Because they are heavily insulated, I have not seen condensation on the walls. Drywall is screwed into plastic strips in the ICF forms, allowing the home to be plastered and finished like a more conventional home – no ugly, bare concrete walls. The only indication you have from inside that the house is not standard construction are the deep window wells and doorways – and the noise reduction and overall sturdiness of the home. ICF construction is also much more pest resistant – nothing eats or can chew its way in through concrete. (Termites can use the foam for nest material, so in termite prone areas, pretreated forms should be used.)
In winter, when I cover the windows with insulating cellular shades, it creates a cool microclimate in the window well which can lead to condensation if the blinds are kept closed too long and the HRV isn’t run. This is less of a problem in the south windows, more of one on the north windows. I’ve taken to applying a layer of insulating window plastic on the inside of the north windows at the beginning of the heating season. (In retrospect, we should have probably upgraded to the triple pane windows with argon fill on the north side of the house, instead of a good quality double pane.) Our window frames are vinyl to reduce heat loss from the home and prevent rot.
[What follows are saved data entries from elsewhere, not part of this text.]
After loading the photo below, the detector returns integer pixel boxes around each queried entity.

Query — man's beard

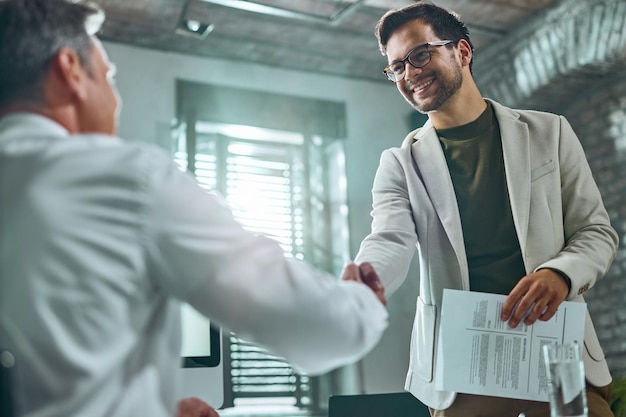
[404,63,463,114]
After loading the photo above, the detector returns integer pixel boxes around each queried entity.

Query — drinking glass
[542,342,588,417]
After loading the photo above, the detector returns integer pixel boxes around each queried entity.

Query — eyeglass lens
[387,47,431,81]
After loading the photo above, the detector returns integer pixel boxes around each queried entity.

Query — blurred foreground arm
[148,154,389,376]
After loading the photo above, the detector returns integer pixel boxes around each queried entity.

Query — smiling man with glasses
[342,2,617,417]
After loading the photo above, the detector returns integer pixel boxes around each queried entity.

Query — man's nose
[403,61,423,81]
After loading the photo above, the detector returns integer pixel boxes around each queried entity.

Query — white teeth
[413,79,434,92]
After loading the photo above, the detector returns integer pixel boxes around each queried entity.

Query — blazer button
[578,283,590,295]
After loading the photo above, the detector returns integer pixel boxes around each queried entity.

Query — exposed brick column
[474,0,626,111]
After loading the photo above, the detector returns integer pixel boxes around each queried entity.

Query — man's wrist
[543,268,572,291]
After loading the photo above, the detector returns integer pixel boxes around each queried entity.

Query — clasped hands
[341,261,387,306]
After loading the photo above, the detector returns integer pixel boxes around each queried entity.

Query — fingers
[501,269,569,328]
[359,262,382,289]
[520,301,550,327]
[359,262,387,305]
[538,301,559,322]
[500,281,527,323]
[341,262,363,283]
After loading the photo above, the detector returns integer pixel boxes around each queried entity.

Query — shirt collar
[0,113,70,145]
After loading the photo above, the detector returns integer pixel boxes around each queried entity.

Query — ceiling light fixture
[198,0,366,25]
[176,0,216,39]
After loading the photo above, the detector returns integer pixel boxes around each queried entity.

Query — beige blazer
[355,99,618,410]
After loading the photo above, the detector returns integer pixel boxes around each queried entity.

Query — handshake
[341,262,387,306]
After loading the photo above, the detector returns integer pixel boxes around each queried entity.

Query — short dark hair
[375,2,474,70]
[0,0,104,108]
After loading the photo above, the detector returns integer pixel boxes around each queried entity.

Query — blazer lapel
[490,100,531,264]
[410,122,469,281]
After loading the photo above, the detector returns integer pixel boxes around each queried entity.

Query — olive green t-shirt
[436,101,526,295]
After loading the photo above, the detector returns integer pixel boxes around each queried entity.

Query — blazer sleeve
[536,115,618,299]
[354,148,419,297]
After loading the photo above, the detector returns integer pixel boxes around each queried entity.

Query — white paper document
[435,289,586,401]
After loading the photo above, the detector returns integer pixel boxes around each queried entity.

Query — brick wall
[474,0,626,111]
[473,0,626,379]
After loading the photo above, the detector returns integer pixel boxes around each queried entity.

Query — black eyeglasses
[383,40,456,83]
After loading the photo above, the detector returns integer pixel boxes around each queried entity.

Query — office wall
[104,41,419,395]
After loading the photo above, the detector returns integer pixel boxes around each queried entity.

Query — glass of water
[542,342,588,417]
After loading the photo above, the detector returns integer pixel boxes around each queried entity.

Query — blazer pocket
[411,296,437,382]
[531,160,556,182]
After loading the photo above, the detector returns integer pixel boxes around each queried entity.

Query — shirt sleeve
[143,150,388,375]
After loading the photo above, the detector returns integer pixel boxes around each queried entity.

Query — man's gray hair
[0,0,105,108]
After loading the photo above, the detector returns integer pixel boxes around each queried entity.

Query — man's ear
[52,47,89,101]
[456,39,473,68]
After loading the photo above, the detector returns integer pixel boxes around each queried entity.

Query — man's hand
[501,269,569,328]
[176,397,219,417]
[342,261,387,305]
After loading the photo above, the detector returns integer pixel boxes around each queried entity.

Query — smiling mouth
[411,77,435,94]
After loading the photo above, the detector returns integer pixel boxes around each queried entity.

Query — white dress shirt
[0,113,388,417]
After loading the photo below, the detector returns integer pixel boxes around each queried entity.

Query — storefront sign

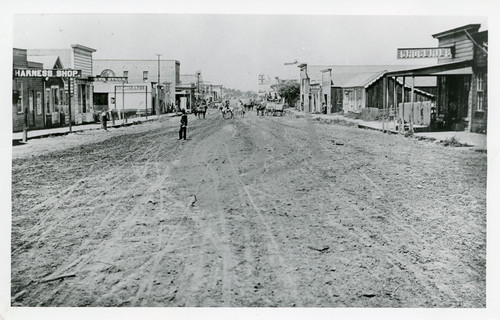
[92,76,128,82]
[397,47,453,59]
[13,69,82,78]
[116,85,147,91]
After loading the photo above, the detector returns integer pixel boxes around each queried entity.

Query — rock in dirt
[308,245,330,252]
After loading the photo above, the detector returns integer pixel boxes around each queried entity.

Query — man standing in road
[179,109,188,140]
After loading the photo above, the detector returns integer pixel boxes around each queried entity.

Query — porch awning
[432,67,473,75]
[385,59,473,77]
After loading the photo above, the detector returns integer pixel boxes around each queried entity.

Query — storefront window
[477,94,484,111]
[36,92,42,115]
[80,84,87,113]
[51,87,60,113]
[29,91,34,114]
[477,72,484,111]
[45,88,50,113]
[477,72,484,91]
[16,82,23,113]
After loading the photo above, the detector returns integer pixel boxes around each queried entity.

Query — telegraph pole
[156,53,161,115]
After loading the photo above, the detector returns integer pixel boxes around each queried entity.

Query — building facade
[93,59,180,115]
[28,44,97,124]
[27,54,68,128]
[300,64,436,115]
[12,49,45,133]
[387,24,488,133]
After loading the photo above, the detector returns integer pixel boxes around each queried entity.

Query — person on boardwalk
[179,109,188,140]
[101,110,108,130]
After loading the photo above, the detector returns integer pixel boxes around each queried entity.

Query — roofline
[71,44,97,52]
[385,59,473,77]
[363,70,388,89]
[432,24,481,39]
[94,59,180,63]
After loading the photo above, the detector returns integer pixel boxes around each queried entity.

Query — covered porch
[385,59,474,133]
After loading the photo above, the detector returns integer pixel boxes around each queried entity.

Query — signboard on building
[397,47,453,59]
[116,85,147,91]
[13,69,82,78]
[92,76,128,82]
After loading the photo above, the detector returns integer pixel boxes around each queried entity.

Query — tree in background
[272,80,300,107]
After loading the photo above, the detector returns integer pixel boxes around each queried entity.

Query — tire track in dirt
[309,123,470,305]
[246,115,467,305]
[15,127,184,306]
[328,132,482,299]
[142,115,239,306]
[185,122,240,306]
[225,119,301,305]
[11,130,168,255]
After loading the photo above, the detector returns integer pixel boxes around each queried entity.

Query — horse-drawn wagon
[264,101,285,116]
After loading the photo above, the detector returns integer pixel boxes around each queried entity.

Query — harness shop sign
[14,69,82,78]
[397,47,453,59]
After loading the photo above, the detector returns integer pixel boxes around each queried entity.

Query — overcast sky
[12,14,488,91]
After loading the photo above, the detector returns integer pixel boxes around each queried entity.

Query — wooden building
[12,48,45,133]
[93,59,180,115]
[28,44,97,125]
[386,24,488,133]
[300,64,436,115]
[27,54,68,128]
[339,71,434,117]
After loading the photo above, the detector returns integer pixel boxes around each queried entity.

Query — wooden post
[22,93,28,143]
[410,76,415,133]
[382,76,387,133]
[42,80,46,128]
[386,75,390,132]
[68,78,72,133]
[122,81,126,124]
[145,86,148,120]
[393,77,397,130]
[401,77,406,133]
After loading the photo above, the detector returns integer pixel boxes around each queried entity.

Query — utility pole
[156,53,161,115]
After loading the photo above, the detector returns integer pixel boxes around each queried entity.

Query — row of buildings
[12,46,224,133]
[295,24,488,133]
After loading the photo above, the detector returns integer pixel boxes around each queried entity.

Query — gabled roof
[28,49,72,69]
[341,70,387,88]
[432,24,481,39]
[27,55,64,69]
[334,69,435,97]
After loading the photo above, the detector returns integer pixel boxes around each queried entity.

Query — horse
[194,105,207,119]
[220,105,233,119]
[244,101,254,112]
[255,102,266,116]
[234,104,245,118]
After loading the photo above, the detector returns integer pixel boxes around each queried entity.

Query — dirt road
[11,109,486,307]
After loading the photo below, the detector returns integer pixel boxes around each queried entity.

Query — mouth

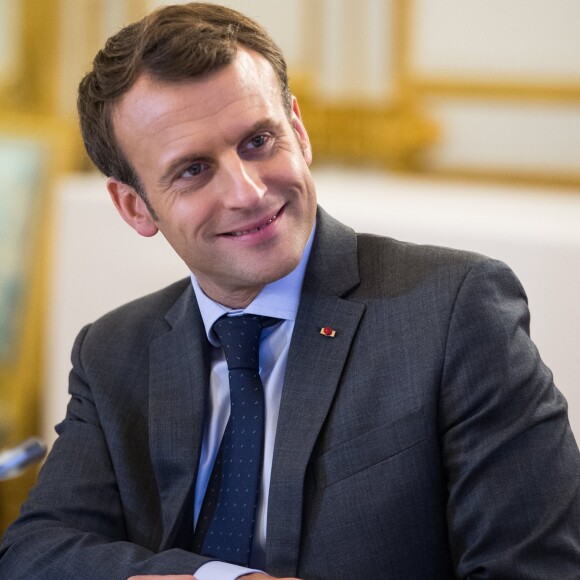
[222,207,283,237]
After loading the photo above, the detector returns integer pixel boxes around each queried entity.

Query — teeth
[230,212,278,236]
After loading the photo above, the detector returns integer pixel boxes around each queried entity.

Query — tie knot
[212,314,279,371]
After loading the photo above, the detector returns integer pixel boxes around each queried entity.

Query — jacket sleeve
[0,324,210,580]
[439,259,580,578]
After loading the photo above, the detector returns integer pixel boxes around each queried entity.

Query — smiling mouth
[225,209,282,237]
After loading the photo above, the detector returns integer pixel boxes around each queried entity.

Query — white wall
[414,0,580,79]
[43,171,580,445]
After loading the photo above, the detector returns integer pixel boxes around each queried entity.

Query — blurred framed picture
[0,136,46,361]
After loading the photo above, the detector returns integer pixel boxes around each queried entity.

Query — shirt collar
[190,222,316,345]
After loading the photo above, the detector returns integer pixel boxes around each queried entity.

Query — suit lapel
[266,208,365,575]
[148,284,210,550]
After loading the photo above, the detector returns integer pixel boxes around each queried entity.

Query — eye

Warm in Winter, Cool in Summer
One of the primary reasons we chose Insulated Concrete Form construction was for its energy efficiency. Because the walls are uniformly insulated with a solid sheet of foam inside and out, there are no channels for air to seep through. You will not find hot and cold spots on an ICF wall. In stick built construction, your effective r-value is greatly diminished by air infiltration and heat transfer along wooden studs and around outlets and other wall penetrations where the fiberglass insulation does not fill the area completely (spray foam insulation is better, but you still have heat transfer along the studs).
Thermal images courtesy of Reward Wall Systems.
The amount of concrete used in the structure gives the home high thermal mass. This means that is holds temperature very well. Heat it up, and it stays warm – you don’t lose heat to the surroundings. Fill the house with cool night air in the summer and close it up during the day, and it stays cool. Windows at the east and west ends of the home allow us to take advantage of winds off Lake Michigan to flush warm air out of the home.
In addition to the concrete walls, we also have a TempCast wood burning masonry stove in the basement. Our masonry stove has primary and secondary combustion chambers and a serpentine flu surrounded by brickwork that captures the heat from the fire and slowly radiates it into the home. Unlike convention wood stoves, the masonry stove is fired with a short, hot fire once or twice a day, and then the flu is closed, trapping the heat within the masonry instead of sending it up the chimney. The masonry stove contributes additional thermal mass.
We do have a forced air system for air conditioning, primarily for humidity. How much we use it depends on the year. Could we get along without it? Possibly, but because of the tightness of the home I believe mold would become a significant problem. We have had no problems with cracked or shifting walls or leaks.